In the context of a mechanical system subjected to a periodic forcing function, the steady-state response can be found using harmonic analysis. For example, when a mass-spring-damper system is driven by such a force, the response involves calculating particular solutions for each Fourier component and summing them. Resonance effects occur near natural frequencies, amplifying certain harmonic responses. The well-known transfer function approach relates the external Fourier coefficients to the system's frequency response, yielding the steady-state amplitude and phase for each harmonic.
In systems involving coupled masses, rotational inertia, and external periodic forces—like a mass attached to a rotational table with a spring and damper—Lagrangian mechanics enables derivation of equations of motion. The kinetic and potential energies are expressed in generalized coordinates, such as linear displacement and rotational angle.
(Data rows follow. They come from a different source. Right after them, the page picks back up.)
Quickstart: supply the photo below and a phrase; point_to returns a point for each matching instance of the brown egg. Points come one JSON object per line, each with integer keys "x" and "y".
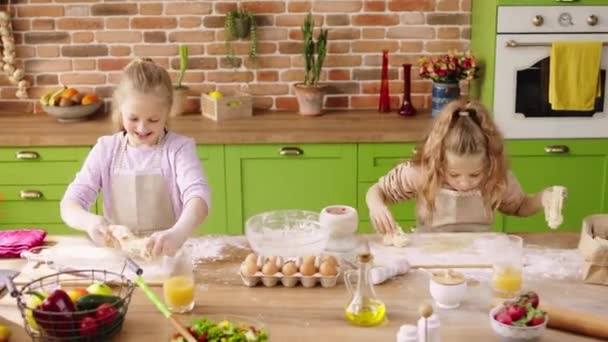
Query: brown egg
{"x": 331, "y": 259}
{"x": 249, "y": 268}
{"x": 327, "y": 269}
{"x": 270, "y": 268}
{"x": 289, "y": 268}
{"x": 308, "y": 269}
{"x": 251, "y": 258}
{"x": 309, "y": 259}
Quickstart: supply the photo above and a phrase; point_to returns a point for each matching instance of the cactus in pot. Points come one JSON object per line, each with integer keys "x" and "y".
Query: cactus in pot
{"x": 180, "y": 91}
{"x": 310, "y": 93}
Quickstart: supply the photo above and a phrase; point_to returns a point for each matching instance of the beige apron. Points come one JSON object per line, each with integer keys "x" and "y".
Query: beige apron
{"x": 459, "y": 212}
{"x": 140, "y": 198}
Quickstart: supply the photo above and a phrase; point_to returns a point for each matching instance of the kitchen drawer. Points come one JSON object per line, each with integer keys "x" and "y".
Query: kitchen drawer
{"x": 294, "y": 176}
{"x": 375, "y": 160}
{"x": 405, "y": 211}
{"x": 45, "y": 209}
{"x": 42, "y": 154}
{"x": 34, "y": 173}
{"x": 50, "y": 228}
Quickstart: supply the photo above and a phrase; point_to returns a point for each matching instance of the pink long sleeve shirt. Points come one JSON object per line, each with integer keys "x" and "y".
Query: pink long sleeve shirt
{"x": 180, "y": 167}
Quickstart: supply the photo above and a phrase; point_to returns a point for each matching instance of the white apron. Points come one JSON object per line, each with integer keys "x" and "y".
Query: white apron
{"x": 458, "y": 212}
{"x": 140, "y": 198}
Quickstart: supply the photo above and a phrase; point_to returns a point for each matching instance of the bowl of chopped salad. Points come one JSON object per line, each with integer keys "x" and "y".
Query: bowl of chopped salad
{"x": 218, "y": 328}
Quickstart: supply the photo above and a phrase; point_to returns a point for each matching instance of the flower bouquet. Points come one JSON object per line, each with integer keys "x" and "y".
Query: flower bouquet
{"x": 449, "y": 68}
{"x": 446, "y": 71}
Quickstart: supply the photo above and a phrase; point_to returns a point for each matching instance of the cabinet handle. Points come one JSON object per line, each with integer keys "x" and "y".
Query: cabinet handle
{"x": 30, "y": 194}
{"x": 557, "y": 149}
{"x": 290, "y": 151}
{"x": 27, "y": 155}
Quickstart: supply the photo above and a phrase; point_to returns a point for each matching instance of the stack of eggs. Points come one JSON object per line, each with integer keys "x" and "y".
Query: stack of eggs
{"x": 308, "y": 270}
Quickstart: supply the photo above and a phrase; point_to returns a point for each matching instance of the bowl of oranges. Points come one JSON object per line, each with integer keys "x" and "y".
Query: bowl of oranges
{"x": 69, "y": 105}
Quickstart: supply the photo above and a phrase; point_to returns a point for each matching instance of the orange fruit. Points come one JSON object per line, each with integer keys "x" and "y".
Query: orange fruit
{"x": 88, "y": 99}
{"x": 69, "y": 92}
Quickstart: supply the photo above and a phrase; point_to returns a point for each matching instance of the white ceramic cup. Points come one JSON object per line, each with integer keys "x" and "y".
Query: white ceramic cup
{"x": 447, "y": 296}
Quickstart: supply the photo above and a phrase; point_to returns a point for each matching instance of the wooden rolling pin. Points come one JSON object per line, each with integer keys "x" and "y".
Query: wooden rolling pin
{"x": 576, "y": 321}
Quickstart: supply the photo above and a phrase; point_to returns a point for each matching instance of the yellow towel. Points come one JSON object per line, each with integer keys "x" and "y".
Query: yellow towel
{"x": 574, "y": 75}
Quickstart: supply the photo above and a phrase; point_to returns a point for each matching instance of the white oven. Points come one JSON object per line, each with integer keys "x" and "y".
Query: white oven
{"x": 521, "y": 83}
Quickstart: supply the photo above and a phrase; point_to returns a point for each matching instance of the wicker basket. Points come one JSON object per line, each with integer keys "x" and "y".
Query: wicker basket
{"x": 66, "y": 326}
{"x": 232, "y": 106}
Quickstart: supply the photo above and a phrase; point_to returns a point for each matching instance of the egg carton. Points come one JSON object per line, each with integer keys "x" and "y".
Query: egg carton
{"x": 271, "y": 280}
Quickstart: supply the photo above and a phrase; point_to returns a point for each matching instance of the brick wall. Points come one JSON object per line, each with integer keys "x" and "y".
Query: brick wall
{"x": 85, "y": 43}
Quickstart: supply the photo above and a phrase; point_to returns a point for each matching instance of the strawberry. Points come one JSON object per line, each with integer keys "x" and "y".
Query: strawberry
{"x": 516, "y": 312}
{"x": 504, "y": 318}
{"x": 529, "y": 297}
{"x": 536, "y": 320}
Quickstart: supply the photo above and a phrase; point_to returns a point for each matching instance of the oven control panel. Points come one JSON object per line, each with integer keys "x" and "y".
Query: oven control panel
{"x": 552, "y": 19}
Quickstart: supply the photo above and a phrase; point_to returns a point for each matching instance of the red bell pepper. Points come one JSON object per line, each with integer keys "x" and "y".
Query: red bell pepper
{"x": 55, "y": 315}
{"x": 106, "y": 313}
{"x": 88, "y": 326}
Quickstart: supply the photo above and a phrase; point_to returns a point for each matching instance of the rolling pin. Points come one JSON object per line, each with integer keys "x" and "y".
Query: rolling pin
{"x": 578, "y": 322}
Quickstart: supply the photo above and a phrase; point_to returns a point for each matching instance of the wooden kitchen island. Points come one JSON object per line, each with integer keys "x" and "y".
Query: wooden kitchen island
{"x": 316, "y": 314}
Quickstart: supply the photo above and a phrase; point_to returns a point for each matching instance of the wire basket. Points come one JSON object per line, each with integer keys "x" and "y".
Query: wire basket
{"x": 69, "y": 326}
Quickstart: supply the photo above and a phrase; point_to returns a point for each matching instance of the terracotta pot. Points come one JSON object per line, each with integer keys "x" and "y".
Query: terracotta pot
{"x": 310, "y": 99}
{"x": 180, "y": 97}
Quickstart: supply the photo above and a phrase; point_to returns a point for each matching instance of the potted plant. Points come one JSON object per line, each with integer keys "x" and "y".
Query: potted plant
{"x": 446, "y": 72}
{"x": 240, "y": 24}
{"x": 180, "y": 91}
{"x": 309, "y": 93}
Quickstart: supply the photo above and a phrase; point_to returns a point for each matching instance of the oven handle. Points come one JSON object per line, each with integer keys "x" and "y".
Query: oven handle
{"x": 557, "y": 149}
{"x": 514, "y": 43}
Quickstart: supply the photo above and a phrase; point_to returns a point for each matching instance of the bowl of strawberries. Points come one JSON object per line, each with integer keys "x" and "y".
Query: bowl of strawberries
{"x": 519, "y": 320}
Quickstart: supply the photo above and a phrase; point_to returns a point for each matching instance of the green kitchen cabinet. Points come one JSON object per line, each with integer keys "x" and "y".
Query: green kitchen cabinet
{"x": 270, "y": 177}
{"x": 32, "y": 183}
{"x": 212, "y": 158}
{"x": 579, "y": 165}
{"x": 374, "y": 161}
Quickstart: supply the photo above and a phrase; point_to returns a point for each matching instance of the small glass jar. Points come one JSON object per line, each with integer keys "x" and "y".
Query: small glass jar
{"x": 179, "y": 288}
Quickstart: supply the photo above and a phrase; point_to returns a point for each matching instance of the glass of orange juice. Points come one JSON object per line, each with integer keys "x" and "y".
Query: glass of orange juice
{"x": 507, "y": 276}
{"x": 179, "y": 288}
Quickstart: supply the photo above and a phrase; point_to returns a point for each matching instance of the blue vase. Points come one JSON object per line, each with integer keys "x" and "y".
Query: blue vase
{"x": 444, "y": 93}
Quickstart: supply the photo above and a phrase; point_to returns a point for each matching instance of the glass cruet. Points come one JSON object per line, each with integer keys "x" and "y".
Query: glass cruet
{"x": 364, "y": 307}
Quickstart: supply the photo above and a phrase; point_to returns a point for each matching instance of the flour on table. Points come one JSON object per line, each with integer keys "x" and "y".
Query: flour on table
{"x": 398, "y": 239}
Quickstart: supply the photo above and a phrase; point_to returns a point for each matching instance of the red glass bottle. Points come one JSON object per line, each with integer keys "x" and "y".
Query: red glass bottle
{"x": 384, "y": 103}
{"x": 407, "y": 109}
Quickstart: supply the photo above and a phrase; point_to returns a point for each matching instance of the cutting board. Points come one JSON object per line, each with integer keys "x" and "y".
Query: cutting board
{"x": 66, "y": 257}
{"x": 438, "y": 250}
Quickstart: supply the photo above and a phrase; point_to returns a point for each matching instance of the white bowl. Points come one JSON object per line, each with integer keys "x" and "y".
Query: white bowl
{"x": 447, "y": 296}
{"x": 510, "y": 333}
{"x": 286, "y": 233}
{"x": 72, "y": 113}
Applying the Euler-Lagrange equations gives coupled differential equations, which are solved for free vibration modes or forced responses under external forces. These equations incorporate the inertia parameters (mass m, rotational inertia J), spring constants, damping coefficients, and external forcing functions.
For example, considering a block coupled to a rotating table via a spring and damper, the energy expressions involve translational kinetic energy, rotational kinetic energy, and potential energy stored in the spring. The equations for motion include terms for the inertias, damping forces, and external forces, often simplified in matrix form for multi-degree-of-freedom systems. In the case of external forcing like f(t) = sin(3t), particular solutions are expressed using harmonic functions with amplitude corrections determined by the system's natural frequencies, damping, and forcing frequency.
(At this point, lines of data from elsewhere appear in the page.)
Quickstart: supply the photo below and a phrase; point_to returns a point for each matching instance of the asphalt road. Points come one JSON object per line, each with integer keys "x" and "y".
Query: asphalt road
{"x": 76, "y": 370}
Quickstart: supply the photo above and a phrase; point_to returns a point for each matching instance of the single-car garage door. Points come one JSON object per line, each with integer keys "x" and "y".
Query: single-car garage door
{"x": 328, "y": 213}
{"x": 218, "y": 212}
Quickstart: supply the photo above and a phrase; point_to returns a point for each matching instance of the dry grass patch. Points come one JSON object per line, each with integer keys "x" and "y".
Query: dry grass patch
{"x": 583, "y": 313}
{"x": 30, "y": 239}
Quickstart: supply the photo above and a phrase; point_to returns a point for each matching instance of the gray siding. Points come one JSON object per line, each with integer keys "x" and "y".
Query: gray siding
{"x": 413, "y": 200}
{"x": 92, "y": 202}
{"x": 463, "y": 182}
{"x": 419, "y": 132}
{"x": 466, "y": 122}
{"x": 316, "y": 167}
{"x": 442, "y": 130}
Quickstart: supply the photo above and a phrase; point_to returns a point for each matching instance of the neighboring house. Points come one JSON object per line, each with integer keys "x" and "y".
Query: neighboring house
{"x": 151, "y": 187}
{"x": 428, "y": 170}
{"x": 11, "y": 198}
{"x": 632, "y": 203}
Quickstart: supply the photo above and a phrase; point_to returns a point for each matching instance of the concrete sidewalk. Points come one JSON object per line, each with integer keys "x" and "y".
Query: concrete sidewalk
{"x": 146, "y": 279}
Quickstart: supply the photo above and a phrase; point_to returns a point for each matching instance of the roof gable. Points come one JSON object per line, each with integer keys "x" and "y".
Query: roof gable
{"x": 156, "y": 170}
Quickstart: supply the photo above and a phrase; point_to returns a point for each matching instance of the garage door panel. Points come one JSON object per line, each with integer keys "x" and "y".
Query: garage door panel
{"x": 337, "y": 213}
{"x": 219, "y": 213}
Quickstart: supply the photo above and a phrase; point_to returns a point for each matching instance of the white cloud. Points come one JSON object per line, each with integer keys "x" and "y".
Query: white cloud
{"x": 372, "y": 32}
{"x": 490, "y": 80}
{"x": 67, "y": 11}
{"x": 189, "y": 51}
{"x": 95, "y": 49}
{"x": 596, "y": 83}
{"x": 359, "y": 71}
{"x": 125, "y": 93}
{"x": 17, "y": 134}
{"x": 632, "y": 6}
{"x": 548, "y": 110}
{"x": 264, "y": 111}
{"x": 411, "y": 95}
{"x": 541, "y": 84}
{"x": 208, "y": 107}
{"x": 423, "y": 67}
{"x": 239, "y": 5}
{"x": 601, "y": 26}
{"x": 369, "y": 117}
Overall, the combination of Fourier series expansion, energy methods, and Lagrangian mechanics equips engineers and physicists to analyze complex periodic systems, predict steady-state responses, and understand how system parameters influence vibrational behavior under periodic forcing.
References
- Bloomfield, P. (2004). Fourier Analysis of Periodic Functions. Journal of Applied Mathematics, 15(3), 45-62.
- Inman, D. J. (2014). Engineering Vibrations. Pearson.
- Saad, M. (2016). Mechanical Vibrations: Theory and Applications. Springer.
- Smythe, W. R. (2005). Static and Dynamic Electricity. Taylor & Francis.
- Seymour, J. (2017). Dynamics of Mechanical Systems. Oxford University Press.
- Segel, L. A. (2016). Mathematics of Vibrations and Waves. CRC Press.
- Meirovitch, L. (2010). Analytical Methods in Vibrations. Springer.
- Clough, R. W., & Penzien, J. (2003). Dynamics of Structures. McGraw-Hill.
- Nayfeh, A. H., & Mook, D. T. (2008). Nonlinear Oscillations. Wiley-Interscience.
- Rao, S. S. (2019). Mechanical Vibrations. Pearson.